Warum sollte der Mensch nicht nach Instinkt handeln?
Instinkte sind genetisch präformiert und damit in jedem Menschen aktiv. Dazu zählen auch Verhaltensmuster, die vom Frühmenschen a posteriori erworben wurden und die allmählich in den genetischen Code übergehen, aus dem sie dann a priori als „Instinkt“ wirksam sind (z.B. das „instinktive“ Umsichschauen, wenn man in der Öffentlichkeit mit dem Essen beginnt – eine Security-Maßnahme, die vor verborgenen Angreifern schützen soll).
Was ist der Unterschied zwischen Instinkt und Seele?
„Seele“ ist definierbar als der immaterielle Leib eines Lebewesens. Nach dieser Anschauung setzt sich ein Lebewesen aus einem geistigen und einem physischen Körper zusammen, die nach dem Tod getrennt werden. Dieses Konzept ist so alt wie die Menschheit.
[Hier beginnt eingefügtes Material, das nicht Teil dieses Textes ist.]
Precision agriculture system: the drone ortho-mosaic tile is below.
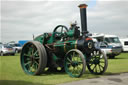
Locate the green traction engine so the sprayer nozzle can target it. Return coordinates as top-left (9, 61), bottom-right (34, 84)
top-left (20, 4), bottom-right (108, 77)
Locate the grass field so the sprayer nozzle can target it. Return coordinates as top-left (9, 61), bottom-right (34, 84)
top-left (0, 53), bottom-right (128, 85)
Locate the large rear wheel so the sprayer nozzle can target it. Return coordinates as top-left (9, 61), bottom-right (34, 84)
top-left (20, 41), bottom-right (47, 75)
top-left (64, 49), bottom-right (86, 77)
top-left (87, 50), bottom-right (108, 74)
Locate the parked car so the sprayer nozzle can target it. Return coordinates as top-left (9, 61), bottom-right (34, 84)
top-left (0, 44), bottom-right (15, 56)
top-left (94, 36), bottom-right (122, 59)
top-left (8, 43), bottom-right (22, 53)
top-left (120, 38), bottom-right (128, 52)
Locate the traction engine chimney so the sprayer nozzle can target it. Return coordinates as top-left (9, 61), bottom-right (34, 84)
top-left (78, 4), bottom-right (88, 35)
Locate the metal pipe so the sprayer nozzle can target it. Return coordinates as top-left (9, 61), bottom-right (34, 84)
top-left (78, 4), bottom-right (88, 35)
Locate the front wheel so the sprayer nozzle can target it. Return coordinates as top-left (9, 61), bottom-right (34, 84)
top-left (87, 50), bottom-right (108, 74)
top-left (20, 41), bottom-right (47, 75)
top-left (64, 49), bottom-right (86, 78)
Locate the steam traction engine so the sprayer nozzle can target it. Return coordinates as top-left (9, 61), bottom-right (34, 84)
top-left (20, 4), bottom-right (108, 77)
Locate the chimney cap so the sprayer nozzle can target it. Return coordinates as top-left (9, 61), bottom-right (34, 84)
top-left (78, 4), bottom-right (88, 8)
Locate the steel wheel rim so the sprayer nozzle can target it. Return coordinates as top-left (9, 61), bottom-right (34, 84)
top-left (21, 43), bottom-right (40, 75)
top-left (87, 51), bottom-right (107, 74)
top-left (65, 51), bottom-right (84, 77)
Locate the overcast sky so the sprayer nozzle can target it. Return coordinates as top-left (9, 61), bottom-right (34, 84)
top-left (0, 0), bottom-right (128, 42)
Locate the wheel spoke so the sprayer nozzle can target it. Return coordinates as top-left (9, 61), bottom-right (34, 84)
top-left (24, 61), bottom-right (31, 66)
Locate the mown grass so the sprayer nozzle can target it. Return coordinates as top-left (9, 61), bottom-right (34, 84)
top-left (0, 53), bottom-right (128, 85)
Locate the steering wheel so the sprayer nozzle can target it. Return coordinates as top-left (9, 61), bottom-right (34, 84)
top-left (53, 25), bottom-right (68, 37)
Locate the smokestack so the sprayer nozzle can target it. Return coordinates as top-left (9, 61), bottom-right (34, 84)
top-left (79, 4), bottom-right (88, 34)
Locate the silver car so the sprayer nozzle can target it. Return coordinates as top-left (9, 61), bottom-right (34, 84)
top-left (0, 44), bottom-right (15, 56)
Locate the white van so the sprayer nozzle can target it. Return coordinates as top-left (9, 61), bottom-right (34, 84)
top-left (120, 38), bottom-right (128, 52)
top-left (92, 34), bottom-right (122, 58)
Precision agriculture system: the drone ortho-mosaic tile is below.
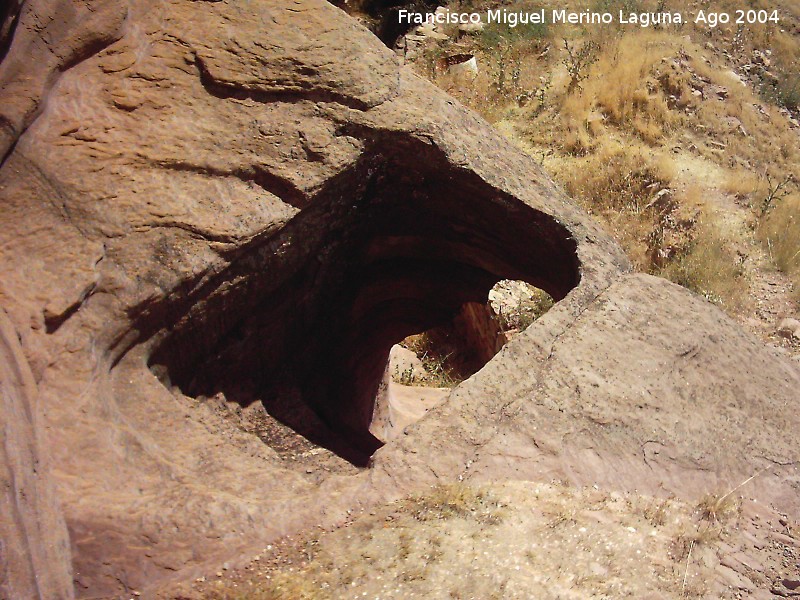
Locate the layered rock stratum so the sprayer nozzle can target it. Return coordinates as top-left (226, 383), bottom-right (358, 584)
top-left (0, 0), bottom-right (800, 598)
Natürlich gab und gibt es unterschiedliche Konzepte des „geistigen Körpers“. In den asiatischen Religionen geht man zumeist von einem „feinstofflichen Leib“ aus, z.B. im Hinduismus und teilweise im Buddhismus (z.B. im Vajrayana). Diese Konzepte verneinen aber die Ichhaftigkeit des geistigen Körpers, das sollte man beachten.
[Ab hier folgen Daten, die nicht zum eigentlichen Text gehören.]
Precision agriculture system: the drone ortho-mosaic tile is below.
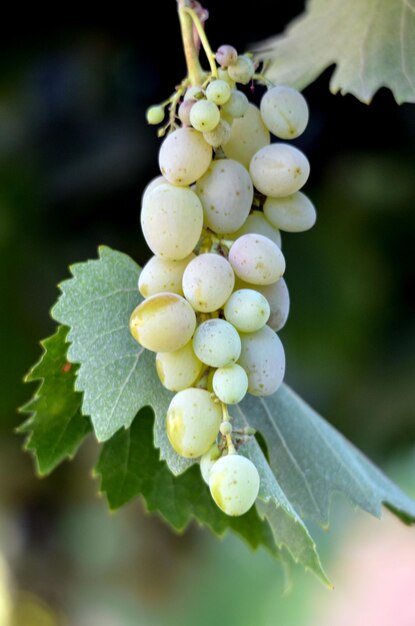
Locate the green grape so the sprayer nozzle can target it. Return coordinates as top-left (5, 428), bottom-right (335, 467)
top-left (223, 104), bottom-right (271, 169)
top-left (159, 127), bottom-right (212, 185)
top-left (209, 454), bottom-right (260, 516)
top-left (212, 363), bottom-right (248, 404)
top-left (206, 80), bottom-right (231, 104)
top-left (264, 191), bottom-right (316, 233)
top-left (146, 106), bottom-right (164, 124)
top-left (141, 183), bottom-right (203, 261)
top-left (189, 100), bottom-right (220, 133)
top-left (138, 253), bottom-right (195, 298)
top-left (261, 85), bottom-right (308, 139)
top-left (130, 293), bottom-right (196, 352)
top-left (156, 341), bottom-right (205, 391)
top-left (183, 253), bottom-right (235, 313)
top-left (249, 143), bottom-right (310, 198)
top-left (193, 319), bottom-right (241, 367)
top-left (228, 234), bottom-right (285, 285)
top-left (224, 289), bottom-right (271, 333)
top-left (196, 159), bottom-right (254, 233)
top-left (238, 326), bottom-right (285, 396)
top-left (166, 387), bottom-right (222, 458)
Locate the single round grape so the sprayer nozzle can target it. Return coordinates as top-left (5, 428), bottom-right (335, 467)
top-left (196, 159), bottom-right (254, 233)
top-left (228, 234), bottom-right (285, 285)
top-left (249, 143), bottom-right (310, 198)
top-left (166, 387), bottom-right (222, 458)
top-left (203, 119), bottom-right (231, 148)
top-left (146, 105), bottom-right (164, 124)
top-left (138, 253), bottom-right (195, 298)
top-left (159, 127), bottom-right (212, 186)
top-left (206, 80), bottom-right (231, 104)
top-left (212, 363), bottom-right (248, 404)
top-left (264, 191), bottom-right (316, 233)
top-left (141, 183), bottom-right (203, 261)
top-left (223, 104), bottom-right (270, 169)
top-left (130, 293), bottom-right (196, 352)
top-left (215, 45), bottom-right (238, 67)
top-left (221, 89), bottom-right (249, 118)
top-left (194, 320), bottom-right (241, 367)
top-left (238, 326), bottom-right (285, 396)
top-left (260, 85), bottom-right (308, 139)
top-left (182, 253), bottom-right (235, 313)
top-left (228, 55), bottom-right (255, 85)
top-left (156, 341), bottom-right (205, 391)
top-left (199, 443), bottom-right (220, 485)
top-left (190, 100), bottom-right (220, 133)
top-left (209, 454), bottom-right (260, 516)
top-left (224, 289), bottom-right (271, 333)
top-left (223, 211), bottom-right (281, 248)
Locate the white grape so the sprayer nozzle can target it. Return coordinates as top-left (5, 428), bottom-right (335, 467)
top-left (196, 159), bottom-right (254, 233)
top-left (141, 183), bottom-right (203, 261)
top-left (224, 289), bottom-right (270, 333)
top-left (212, 363), bottom-right (248, 404)
top-left (159, 126), bottom-right (212, 186)
top-left (166, 387), bottom-right (222, 458)
top-left (130, 293), bottom-right (196, 352)
top-left (238, 326), bottom-right (285, 396)
top-left (261, 85), bottom-right (308, 139)
top-left (264, 191), bottom-right (316, 233)
top-left (193, 319), bottom-right (241, 367)
top-left (183, 253), bottom-right (235, 313)
top-left (156, 341), bottom-right (205, 391)
top-left (249, 143), bottom-right (310, 198)
top-left (138, 253), bottom-right (195, 298)
top-left (228, 234), bottom-right (285, 285)
top-left (209, 454), bottom-right (260, 516)
top-left (223, 104), bottom-right (271, 169)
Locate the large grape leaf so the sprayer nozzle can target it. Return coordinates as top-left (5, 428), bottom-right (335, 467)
top-left (18, 326), bottom-right (91, 475)
top-left (253, 0), bottom-right (415, 103)
top-left (236, 385), bottom-right (415, 526)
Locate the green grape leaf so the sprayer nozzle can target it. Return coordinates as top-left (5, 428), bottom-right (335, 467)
top-left (95, 409), bottom-right (279, 556)
top-left (237, 385), bottom-right (415, 527)
top-left (253, 0), bottom-right (415, 104)
top-left (18, 326), bottom-right (91, 476)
Die Theorie von der Seelenlosigkeit des Menschen ist geistesgeschichtlich eine Randerscheinung, die in unserer Zeit eine Blüte erlebt, ohne dass diese quantitativ überschätzt werden sollte. In der Philosophie wird das Thema unter dem Schlagwort „Geist-Körper-Problem“ behandelt, z.B. in der darauf spezialisierten „Philosophie des Geistes“.
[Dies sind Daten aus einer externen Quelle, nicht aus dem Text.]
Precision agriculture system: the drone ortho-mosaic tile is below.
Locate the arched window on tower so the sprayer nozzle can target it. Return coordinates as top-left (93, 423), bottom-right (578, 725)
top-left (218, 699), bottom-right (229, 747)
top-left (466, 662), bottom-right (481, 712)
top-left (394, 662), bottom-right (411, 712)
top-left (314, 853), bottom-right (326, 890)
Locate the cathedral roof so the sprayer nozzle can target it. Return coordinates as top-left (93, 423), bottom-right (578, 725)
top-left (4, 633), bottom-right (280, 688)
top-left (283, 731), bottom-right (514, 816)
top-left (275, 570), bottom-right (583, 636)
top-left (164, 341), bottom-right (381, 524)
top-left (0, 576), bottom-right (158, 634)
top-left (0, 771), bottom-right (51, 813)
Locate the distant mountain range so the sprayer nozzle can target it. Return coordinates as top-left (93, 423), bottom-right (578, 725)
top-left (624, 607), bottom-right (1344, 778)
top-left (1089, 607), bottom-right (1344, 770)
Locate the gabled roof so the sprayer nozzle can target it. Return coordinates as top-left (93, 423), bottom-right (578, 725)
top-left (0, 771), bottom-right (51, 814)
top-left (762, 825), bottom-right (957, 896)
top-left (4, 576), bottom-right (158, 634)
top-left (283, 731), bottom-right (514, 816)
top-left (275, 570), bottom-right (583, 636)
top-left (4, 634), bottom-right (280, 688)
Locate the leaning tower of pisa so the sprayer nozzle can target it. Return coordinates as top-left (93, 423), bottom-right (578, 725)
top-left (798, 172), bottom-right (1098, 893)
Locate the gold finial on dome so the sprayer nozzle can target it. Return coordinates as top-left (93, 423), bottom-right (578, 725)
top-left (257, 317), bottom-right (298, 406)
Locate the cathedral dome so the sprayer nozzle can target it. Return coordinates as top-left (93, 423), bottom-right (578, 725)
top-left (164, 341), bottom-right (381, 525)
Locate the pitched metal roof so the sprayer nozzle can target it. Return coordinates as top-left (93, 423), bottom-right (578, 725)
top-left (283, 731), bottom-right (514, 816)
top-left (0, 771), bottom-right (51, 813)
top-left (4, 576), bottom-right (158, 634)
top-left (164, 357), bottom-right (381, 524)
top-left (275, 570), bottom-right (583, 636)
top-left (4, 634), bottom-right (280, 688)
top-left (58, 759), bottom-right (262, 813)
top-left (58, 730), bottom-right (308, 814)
Moral? Doch gibt es in der nackten Natur sowas wie Moral?
Natürlich. Wenn man es Moral nennen kann, dass eine Tiermutter für ihre Kinder bis zum Tode kämpft. Natürlich handelt es sich dabei um eine genetisch präformierte Moral, die als „Instinkt“ aber auch in jeder Menschenmutter aktiv ist. Es gibt auch andere Beispiele, bei denen Mitglieder eines Rudels sich untereinander helfen. Vermutlich ist es so, dass die menschliche Moral ihre Wurzeln in einer solchen Instinktmoral hat, die aber den zunehmend komplexen Verhältnissen in den menschlichen Gesellschaften nicht mehr adäquat sein konnte, so dass ein neuer Moraltyp, der des (geschriebenen oder ungeschriebenen) Gesetzes, hinzukommen musste.
Diese neue Art von Moral ist nicht mehr angeboren, sondern muss erworben (also erlernt) werden. Per psychologischer Introjektion (Verinnerlichung) wird diese Moral ein Teil der Persönlichkeit, d.h. die Person hat vergessen, dass die Moral „von außen“ kam, und identifiziert sich mit ihren Prinzipien (das Freud´sche Über-Ich).
Wo bleibt die Moral in „Fressen oder gefressen werden“, der grundsätzlichsten Frage des Überlebens?
Gerade diese „Frage“ erforderte das Aufkommen der (neuen) Moral. Wenn eine Sippe nicht zusammenhält, wird sie von anderen Sippen plattgemacht. Also muss die Sippe zusammenhalten und moralischen Prinzipien folgen, wie z.B. Solidarität. Bedrohte ein fremder Stamm eine Mehrzahl von Sippen, dann mussten diese zusammenwachsen, also eine noch komplexere Moral entwickeln, die die Akzeptanz auch anderer Sippen einschließt. Auf diese Weise wuchsen immer größere soziale Einheiten heran (von Familie zu Sippe zu Stamm zu Volk).